Given this situation, it is interesting to note that every other State in the Commonwealth has brought down budgets that have moved them, or have expectations of moving them, into a position of net debt. A recent report from the ANZ, entitled “Australian Public Sector Chartbook” provides a snapshot of each State’s circumstance. Essentially, net debt in every State except Tasmania is forecast to be in the vicinity of 3 to 5% of GSP. Victoria in fact is forecast to be above 6%. Tasmania stands alone in following an ideological commitment to “no net debt”.
And yet expenditure patterns are not that divergent. Employee-related expenditure in all States is around 45% of all expenditures, and what is called “Other Operational Expenditure” is around 25%. Tasmania’s pattern of spending is similar to other States.

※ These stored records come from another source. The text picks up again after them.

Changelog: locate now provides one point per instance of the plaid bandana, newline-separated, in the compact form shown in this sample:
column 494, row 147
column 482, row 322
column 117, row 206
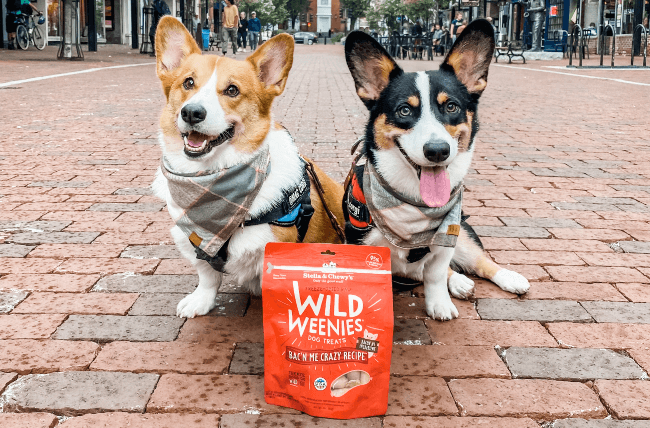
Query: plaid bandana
column 407, row 222
column 215, row 202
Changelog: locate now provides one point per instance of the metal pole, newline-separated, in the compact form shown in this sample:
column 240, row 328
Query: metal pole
column 601, row 23
column 135, row 43
column 92, row 30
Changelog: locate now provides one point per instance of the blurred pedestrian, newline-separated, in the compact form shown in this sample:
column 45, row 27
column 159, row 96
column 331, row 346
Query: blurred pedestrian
column 254, row 28
column 242, row 32
column 230, row 21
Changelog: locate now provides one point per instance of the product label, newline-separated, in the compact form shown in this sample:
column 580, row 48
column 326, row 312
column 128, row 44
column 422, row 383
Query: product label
column 326, row 309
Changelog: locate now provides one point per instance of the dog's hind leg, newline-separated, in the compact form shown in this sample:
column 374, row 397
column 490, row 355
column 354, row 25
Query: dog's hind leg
column 470, row 257
column 203, row 299
column 436, row 298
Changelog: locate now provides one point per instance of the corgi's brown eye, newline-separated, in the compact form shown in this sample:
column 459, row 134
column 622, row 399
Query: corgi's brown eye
column 452, row 107
column 232, row 91
column 404, row 111
column 188, row 84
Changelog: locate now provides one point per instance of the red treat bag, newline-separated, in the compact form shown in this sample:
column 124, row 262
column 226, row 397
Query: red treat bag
column 328, row 328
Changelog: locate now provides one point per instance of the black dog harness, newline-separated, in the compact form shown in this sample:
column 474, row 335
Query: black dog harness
column 358, row 221
column 294, row 209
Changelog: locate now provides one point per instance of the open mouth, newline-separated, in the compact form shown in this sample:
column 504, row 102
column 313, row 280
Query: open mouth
column 435, row 183
column 198, row 144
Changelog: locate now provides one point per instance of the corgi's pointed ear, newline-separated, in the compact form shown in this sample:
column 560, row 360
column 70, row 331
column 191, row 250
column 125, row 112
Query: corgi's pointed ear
column 274, row 59
column 470, row 57
column 173, row 44
column 371, row 66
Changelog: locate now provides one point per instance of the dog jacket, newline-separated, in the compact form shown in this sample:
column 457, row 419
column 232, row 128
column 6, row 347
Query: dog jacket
column 405, row 222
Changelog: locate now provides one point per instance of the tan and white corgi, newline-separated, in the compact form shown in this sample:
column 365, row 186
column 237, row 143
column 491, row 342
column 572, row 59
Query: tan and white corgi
column 419, row 142
column 232, row 178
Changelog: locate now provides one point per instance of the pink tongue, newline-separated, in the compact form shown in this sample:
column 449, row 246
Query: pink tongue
column 435, row 187
column 194, row 143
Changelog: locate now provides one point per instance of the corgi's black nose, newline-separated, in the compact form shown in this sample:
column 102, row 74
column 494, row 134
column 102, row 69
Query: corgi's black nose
column 193, row 114
column 436, row 152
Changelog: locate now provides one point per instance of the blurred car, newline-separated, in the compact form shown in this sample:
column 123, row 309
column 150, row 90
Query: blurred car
column 300, row 37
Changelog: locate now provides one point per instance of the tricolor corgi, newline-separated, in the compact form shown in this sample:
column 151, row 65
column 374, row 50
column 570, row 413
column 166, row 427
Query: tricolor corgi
column 232, row 178
column 406, row 191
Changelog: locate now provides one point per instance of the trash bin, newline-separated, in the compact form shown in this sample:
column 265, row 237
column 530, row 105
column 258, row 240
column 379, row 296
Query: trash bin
column 206, row 38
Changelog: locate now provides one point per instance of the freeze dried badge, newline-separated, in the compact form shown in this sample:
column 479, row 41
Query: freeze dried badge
column 366, row 343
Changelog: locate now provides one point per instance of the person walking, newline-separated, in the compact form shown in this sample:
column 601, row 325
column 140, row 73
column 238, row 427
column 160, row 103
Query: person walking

However, as Ruth Forrest MP has pointed out (Mercury 16 November), we have dipped our fingers in the cookie jar, and there is very little in the way of cash reserves left to play with. The wild swings in the GST revenues make it imperative for a small economy like Tasmania to cut a new deal with the Commonwealth, to even out these swings and roundabouts. Suggested cuts in the GST revenue should be balanced out by such an arrangement. Such a deal is an imperative and the State should waste no time in putting its case together.
And that case should include a commitment to reform in the public sector. It is essential, no question. However, maybe it’s time the government revisited its approach to keeping the budget in surplus. Surpluses of themselves should not be the goal. Effective management should be. With street marches, stopwork meetings and the general collapse of morale in the public service, and legitimate concerns being expressed within the broader community, government could do itself a real favour by loosening the purse strings a little and buying itself time to become more strategic in its reform agenda.